Personally I’m trying to eat less beef. When the meatless meat came along, I rushed to try as many of those products as possible. There are two main companies out of the USA, so far.
- Beyond Meat
- Impossible Foods
So far I’m not buying their products in preference to meat. The meatless meats I’ve tried are equally good or worse, are more expensive, and are not much more healthy.
I’ll keep trying. Both companies are still changing their products to better compete. Both are now very well funded. I’d love to switch to plant-based alternatives if it was worth it for me.
If you want to know more, the best source I’ve found is the Freakonomics podcast:
Global demand for beef, chicken, and pork continues to rise. So do concerns about environmental and other costs …
The average American consumes roughly 200 pounds of meat a year. …
The meat industry is massive and complicated — and often heavily subsidized. …

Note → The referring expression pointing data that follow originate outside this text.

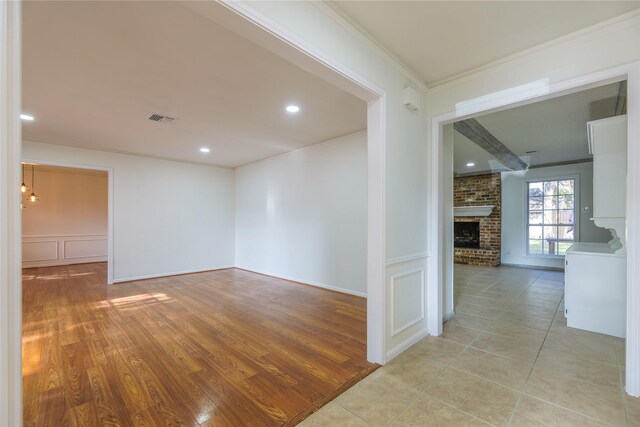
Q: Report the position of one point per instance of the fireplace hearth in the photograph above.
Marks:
(466, 234)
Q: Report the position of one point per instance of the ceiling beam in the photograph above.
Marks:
(621, 101)
(475, 132)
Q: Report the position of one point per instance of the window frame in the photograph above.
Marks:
(576, 212)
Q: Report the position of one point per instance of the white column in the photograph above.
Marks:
(10, 218)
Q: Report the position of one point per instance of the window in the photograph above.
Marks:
(550, 216)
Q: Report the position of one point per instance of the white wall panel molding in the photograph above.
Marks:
(407, 300)
(46, 251)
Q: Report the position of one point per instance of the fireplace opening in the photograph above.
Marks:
(466, 234)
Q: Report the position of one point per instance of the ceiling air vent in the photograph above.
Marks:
(155, 117)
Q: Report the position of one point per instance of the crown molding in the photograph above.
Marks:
(600, 29)
(350, 25)
(122, 152)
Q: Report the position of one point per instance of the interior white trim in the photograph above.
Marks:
(171, 273)
(407, 258)
(473, 210)
(307, 282)
(631, 72)
(110, 255)
(10, 215)
(396, 329)
(60, 253)
(395, 351)
(347, 23)
(585, 34)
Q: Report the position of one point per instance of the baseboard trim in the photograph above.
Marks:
(169, 274)
(450, 315)
(307, 283)
(532, 267)
(61, 262)
(394, 352)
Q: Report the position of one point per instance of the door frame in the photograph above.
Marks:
(109, 172)
(315, 61)
(523, 96)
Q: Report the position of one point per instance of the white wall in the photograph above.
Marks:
(69, 223)
(514, 212)
(302, 215)
(595, 49)
(168, 217)
(406, 157)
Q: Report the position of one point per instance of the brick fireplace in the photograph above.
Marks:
(478, 190)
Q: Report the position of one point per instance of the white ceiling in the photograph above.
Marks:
(556, 129)
(93, 71)
(439, 40)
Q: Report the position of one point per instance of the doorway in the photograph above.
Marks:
(442, 266)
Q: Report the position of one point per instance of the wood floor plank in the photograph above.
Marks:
(221, 348)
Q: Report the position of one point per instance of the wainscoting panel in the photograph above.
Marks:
(406, 302)
(407, 291)
(45, 251)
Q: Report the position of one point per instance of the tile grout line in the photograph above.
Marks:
(523, 393)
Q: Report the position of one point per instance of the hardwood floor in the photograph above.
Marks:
(222, 348)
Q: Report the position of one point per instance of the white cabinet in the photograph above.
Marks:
(596, 289)
(596, 273)
(608, 144)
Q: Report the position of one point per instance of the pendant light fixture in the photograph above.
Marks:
(23, 186)
(33, 198)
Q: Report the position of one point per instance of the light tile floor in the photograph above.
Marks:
(506, 359)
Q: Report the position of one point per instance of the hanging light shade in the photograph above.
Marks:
(33, 198)
(23, 186)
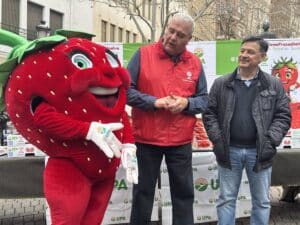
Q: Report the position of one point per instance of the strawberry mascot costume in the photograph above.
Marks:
(66, 95)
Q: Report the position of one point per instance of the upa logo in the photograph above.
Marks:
(201, 184)
(200, 54)
(120, 185)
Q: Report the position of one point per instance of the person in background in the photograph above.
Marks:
(168, 87)
(248, 115)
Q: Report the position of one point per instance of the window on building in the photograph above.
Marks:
(120, 34)
(11, 15)
(134, 37)
(103, 30)
(56, 20)
(34, 18)
(127, 36)
(112, 32)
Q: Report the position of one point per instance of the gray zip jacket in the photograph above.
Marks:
(270, 111)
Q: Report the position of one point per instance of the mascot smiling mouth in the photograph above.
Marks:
(106, 96)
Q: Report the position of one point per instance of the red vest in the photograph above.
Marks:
(159, 76)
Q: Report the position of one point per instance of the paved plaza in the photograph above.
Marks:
(32, 211)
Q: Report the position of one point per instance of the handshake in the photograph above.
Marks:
(172, 103)
(102, 135)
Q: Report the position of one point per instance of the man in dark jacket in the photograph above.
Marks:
(247, 117)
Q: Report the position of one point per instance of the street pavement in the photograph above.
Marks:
(32, 211)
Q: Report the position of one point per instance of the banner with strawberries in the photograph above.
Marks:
(283, 62)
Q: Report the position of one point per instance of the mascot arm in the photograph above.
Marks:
(127, 130)
(57, 124)
(128, 152)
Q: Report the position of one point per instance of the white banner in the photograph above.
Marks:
(206, 51)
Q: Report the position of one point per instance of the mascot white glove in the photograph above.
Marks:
(129, 162)
(102, 135)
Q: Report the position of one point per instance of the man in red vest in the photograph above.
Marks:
(168, 87)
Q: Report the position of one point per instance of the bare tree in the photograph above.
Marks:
(161, 11)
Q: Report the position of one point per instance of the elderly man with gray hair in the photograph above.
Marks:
(168, 87)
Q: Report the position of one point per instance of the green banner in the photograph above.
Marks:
(227, 56)
(128, 51)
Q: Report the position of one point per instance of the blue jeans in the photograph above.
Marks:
(229, 187)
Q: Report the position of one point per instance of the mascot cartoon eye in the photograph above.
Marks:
(112, 59)
(81, 61)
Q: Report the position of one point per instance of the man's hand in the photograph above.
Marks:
(102, 135)
(177, 104)
(129, 162)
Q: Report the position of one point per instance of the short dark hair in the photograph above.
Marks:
(263, 44)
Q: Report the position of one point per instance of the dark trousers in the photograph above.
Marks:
(179, 164)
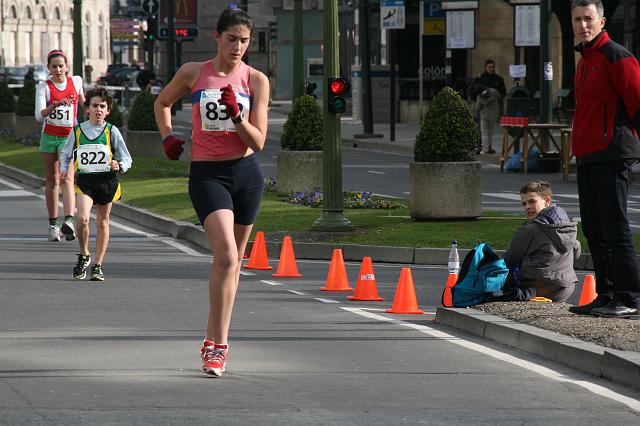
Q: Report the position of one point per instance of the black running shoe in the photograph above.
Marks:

The agricultural historian James McWilliams, in a book called Just Food, argues that “every environmental problem related to contemporary agriculture … ends up having its deepest roots in meat production: monocropping, excessive applications of nitrogen fertilizer, addiction to insecticides, rain-forest depletion, land degradation, topsoil runoff, declining water supplies, even global warming — all these problems would be considerably less severe” if people ate meat “rarely, if ever.” …
The United States Cattlemen’s Association welcomes the competition. More food choices are good for consumers. But they want to be sure that labeling is accurate; that “beef” or “meat” means the product came from a walking, belching cow.
They note that Almond milk is not milk. It should be called Almond beverage.